Wissen Sie, was ein neuer Mensch ist? Wahrscheinlich nicht, weil Sie nicht mit mir auf einer Tagung von Journalisten in Köln (Forum Lokaljournalismus der Bundeszentrale für Politische Bildung) gewesen sind. Dort hat der Psychologe Stephan Grünwald, der für ein Institut im Auftrag von Zeitungen Leserforschung betreibt, erklärt, woran man diese neuen Menschen erkennen kann: Daran, dass das Smartphone zu einem Körperteil geworden ist.
Dialogfähige Journalisten
Zu solch einprägsamer Zuspitzung hat sich Grünwald hinreißen lassen, weil ihm Zeitungs-Redakteure zugehört haben. Die suchen bekanntlich ständig nach den richtigen Themen, mit denen sie auch die neuen Menschen erreichen. Denn die, sagt der Forscher, brauchen neue Themen. Welche, das verrät er nicht. Stattdessen erklärt er, dass es für Journalisten, die nicht dialogfähig sind, keine Zukunft gibt. Dabei geht es ihm vorwiegend um den Dialog mit Lesern, solchen, die sich einmischen und ihre Vorstellungen deutlich machen. Erschließen sich dabei ihre Themen?
Herausforderung im Net
Wenn ich diese Sätze für eingefleischte Leser gedruckter Zeitungen schreibe, könnte es sein, dass ich bei vielen Erstaunen auslöse. Das liegt daran, dass Sie wohl überwiegend keine "neuen Menschen" mit jenem kommunikativen "Körperteil" sind, das oft reale Gespräche bei Tisch stört. Hinzu kommt, dass Zeitungsleser von den Einmischungen wenig bemerken, weil sie meist nicht aktiv in den Netzwerken des Internets unterwegs sind. Sind sie das, könnten sie erleben, wie Journalisten auf kritische Leute treffen, die mitreden, darunter Smartphone-Nutzer. Und die lesen längst keine gedruckten Publikationen mehr. Sie fordern stattdessen die Kommunikationsfähigkeit der Journalisten heraus. Die werden dabei mit Quellen konfrontiert, mit trüben und klaren, die so vielfältig nur im Net sprudeln.

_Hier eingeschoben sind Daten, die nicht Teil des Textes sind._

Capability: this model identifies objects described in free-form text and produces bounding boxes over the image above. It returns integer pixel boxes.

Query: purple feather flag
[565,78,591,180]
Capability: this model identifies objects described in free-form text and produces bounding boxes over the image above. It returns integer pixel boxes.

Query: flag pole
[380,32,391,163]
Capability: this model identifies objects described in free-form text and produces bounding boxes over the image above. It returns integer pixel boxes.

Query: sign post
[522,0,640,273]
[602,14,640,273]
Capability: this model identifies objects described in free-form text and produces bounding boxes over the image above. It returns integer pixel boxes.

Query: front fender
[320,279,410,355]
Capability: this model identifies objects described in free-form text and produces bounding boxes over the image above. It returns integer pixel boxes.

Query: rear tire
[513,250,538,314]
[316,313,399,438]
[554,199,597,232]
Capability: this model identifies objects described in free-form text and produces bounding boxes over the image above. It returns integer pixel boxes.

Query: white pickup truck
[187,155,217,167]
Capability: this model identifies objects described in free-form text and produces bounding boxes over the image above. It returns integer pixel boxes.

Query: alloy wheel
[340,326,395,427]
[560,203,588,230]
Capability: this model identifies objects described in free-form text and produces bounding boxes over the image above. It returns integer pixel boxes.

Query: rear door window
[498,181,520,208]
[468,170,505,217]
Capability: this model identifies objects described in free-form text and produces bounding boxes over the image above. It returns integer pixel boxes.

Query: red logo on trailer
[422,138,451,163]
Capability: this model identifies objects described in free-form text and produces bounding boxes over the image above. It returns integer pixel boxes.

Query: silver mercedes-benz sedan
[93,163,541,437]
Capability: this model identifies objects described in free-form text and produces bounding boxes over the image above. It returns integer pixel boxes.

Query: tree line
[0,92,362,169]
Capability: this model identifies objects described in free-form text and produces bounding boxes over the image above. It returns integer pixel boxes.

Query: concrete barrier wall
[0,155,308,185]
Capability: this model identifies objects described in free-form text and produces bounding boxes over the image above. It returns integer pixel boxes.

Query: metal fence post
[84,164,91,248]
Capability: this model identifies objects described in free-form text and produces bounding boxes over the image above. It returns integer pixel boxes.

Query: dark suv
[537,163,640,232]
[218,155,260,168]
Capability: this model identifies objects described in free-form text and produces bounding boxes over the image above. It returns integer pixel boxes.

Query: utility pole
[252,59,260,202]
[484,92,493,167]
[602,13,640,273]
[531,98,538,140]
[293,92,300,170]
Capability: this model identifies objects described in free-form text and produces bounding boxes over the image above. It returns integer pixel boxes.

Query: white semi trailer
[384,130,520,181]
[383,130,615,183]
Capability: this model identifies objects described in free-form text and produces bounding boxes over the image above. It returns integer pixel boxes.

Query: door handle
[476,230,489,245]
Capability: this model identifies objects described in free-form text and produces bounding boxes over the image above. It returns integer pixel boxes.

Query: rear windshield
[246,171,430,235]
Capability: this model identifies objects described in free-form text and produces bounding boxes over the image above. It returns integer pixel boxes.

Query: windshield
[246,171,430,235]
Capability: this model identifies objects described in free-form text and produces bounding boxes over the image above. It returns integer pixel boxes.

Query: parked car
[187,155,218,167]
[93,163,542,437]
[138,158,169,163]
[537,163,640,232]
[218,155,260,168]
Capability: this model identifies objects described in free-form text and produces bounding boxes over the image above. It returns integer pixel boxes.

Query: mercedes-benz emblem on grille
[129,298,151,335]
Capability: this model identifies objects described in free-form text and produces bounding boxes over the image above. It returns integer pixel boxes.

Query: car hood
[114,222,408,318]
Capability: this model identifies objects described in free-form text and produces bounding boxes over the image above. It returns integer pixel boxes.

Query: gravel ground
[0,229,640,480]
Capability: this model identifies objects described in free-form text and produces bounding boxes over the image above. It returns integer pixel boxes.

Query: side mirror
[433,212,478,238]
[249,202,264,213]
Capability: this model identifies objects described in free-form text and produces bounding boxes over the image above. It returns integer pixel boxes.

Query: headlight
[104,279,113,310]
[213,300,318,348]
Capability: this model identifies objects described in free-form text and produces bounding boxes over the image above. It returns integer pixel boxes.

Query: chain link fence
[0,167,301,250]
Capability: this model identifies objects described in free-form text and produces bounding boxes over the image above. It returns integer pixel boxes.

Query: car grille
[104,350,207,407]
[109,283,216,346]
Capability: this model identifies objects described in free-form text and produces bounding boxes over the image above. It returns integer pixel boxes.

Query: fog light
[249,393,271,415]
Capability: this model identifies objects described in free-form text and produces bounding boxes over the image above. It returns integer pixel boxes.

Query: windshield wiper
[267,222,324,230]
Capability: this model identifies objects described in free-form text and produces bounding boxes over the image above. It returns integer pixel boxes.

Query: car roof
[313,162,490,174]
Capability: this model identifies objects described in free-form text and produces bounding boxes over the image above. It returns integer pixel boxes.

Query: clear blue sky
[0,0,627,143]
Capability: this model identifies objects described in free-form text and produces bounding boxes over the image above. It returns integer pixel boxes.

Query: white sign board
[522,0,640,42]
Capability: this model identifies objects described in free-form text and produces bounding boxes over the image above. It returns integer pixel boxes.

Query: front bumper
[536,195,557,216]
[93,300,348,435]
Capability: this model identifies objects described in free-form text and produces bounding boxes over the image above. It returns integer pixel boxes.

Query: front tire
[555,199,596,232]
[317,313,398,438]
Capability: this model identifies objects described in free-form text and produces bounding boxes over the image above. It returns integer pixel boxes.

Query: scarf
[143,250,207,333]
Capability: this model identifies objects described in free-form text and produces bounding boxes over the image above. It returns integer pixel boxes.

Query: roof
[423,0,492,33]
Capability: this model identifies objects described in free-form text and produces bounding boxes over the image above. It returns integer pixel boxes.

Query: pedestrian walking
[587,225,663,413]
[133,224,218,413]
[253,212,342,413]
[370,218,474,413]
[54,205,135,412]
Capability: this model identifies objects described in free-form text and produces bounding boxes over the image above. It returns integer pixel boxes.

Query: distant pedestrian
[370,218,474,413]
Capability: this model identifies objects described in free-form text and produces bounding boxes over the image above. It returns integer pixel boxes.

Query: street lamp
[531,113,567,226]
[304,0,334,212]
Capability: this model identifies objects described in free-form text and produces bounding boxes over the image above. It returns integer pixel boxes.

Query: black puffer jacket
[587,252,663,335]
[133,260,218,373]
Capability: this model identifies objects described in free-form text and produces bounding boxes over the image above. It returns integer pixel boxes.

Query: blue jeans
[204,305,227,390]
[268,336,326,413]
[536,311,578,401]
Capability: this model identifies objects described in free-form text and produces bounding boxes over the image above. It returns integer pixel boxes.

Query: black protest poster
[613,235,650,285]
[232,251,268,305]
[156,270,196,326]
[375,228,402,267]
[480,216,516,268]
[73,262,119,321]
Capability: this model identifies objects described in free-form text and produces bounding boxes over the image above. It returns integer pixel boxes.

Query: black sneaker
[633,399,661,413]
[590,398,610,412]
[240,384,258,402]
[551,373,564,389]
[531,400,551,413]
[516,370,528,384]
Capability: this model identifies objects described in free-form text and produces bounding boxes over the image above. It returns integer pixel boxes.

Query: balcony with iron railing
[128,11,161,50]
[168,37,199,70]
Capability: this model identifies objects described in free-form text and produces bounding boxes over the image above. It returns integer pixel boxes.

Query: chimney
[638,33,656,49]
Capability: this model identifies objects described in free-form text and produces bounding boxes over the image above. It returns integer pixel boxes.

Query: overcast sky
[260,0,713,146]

Was da auch immer sprudelt: Untersuchungen haben gezeigt, dass auch unter jungen Leuten (die oft zu den "neuen Menschen" gezählt werden) die Tageszeitung noch die größte Glaubwürdigkeit besitzt. Was leider in dieser Form nicht in Nutzer- oder Leserzahlen nachvollziehbar ist.
Vermehrung der "neuen Menschen"
Auch wenn es da keine Trennungsschärfe gibt, bemerken Sie gewiss, dass ich über zwei Gruppen von Mediennutzern schreibe: denen der Zeitung und denen des Internets. Zu letzteren zählt der neue Menschenschlag (siehe Grünwald), der sich unaufhaltsam vermehrt, und das seit Jahren, ganz im Gegensatz zur Leserschaft gedruckter Zeitungen. Diese Entwicklung ist unumkehrbar. Problem erkannt?
Recherche, Gegenrecherche, klare Haltung, Analyse, Einordnung von Nachrichten, das sind aber Stichworte, die für journalistische Medien über alle Entwicklungen hinweg in Stein gemeißelt bleiben sollen. Das gilt gerade digital, in allen möglichen Darbietungsformen und auf sämtlichen Empfangsgeräten, bis hin zur Armbanduhr. Ja, diese Watch bietet Apple mittlerweile in der ersten Generation für die Handgelenke der "neuen Menschen" an. Ob am Handgelenk oder als anderes Körperteil: Stärken journalistischer Medien dürfen keinem Trend geopfert werden.
Dialog üben und lernen
Und dann gibt es dazu noch eine These, die ich wieder gehört habe: Die schnelle Nachricht muss in der gedruckten Zeitung, die trotz schmerzhafter Einbußen noch immer gut lebt, mehr und mehr durch Hintergrund und Analyse ersetzt werden. Außerdem haben Sie als Leser das Wort, ganz gleich ob sie weiblich, männlich, alter, junger oder neuer Mensch sind. Denn Journalisten müssen weiter über das Zuhören den nicht immer einfachen Dialog mit Ihnen üben und dabei lernen. Das gehört schon zur Gegenwart und soll Zukunft sein.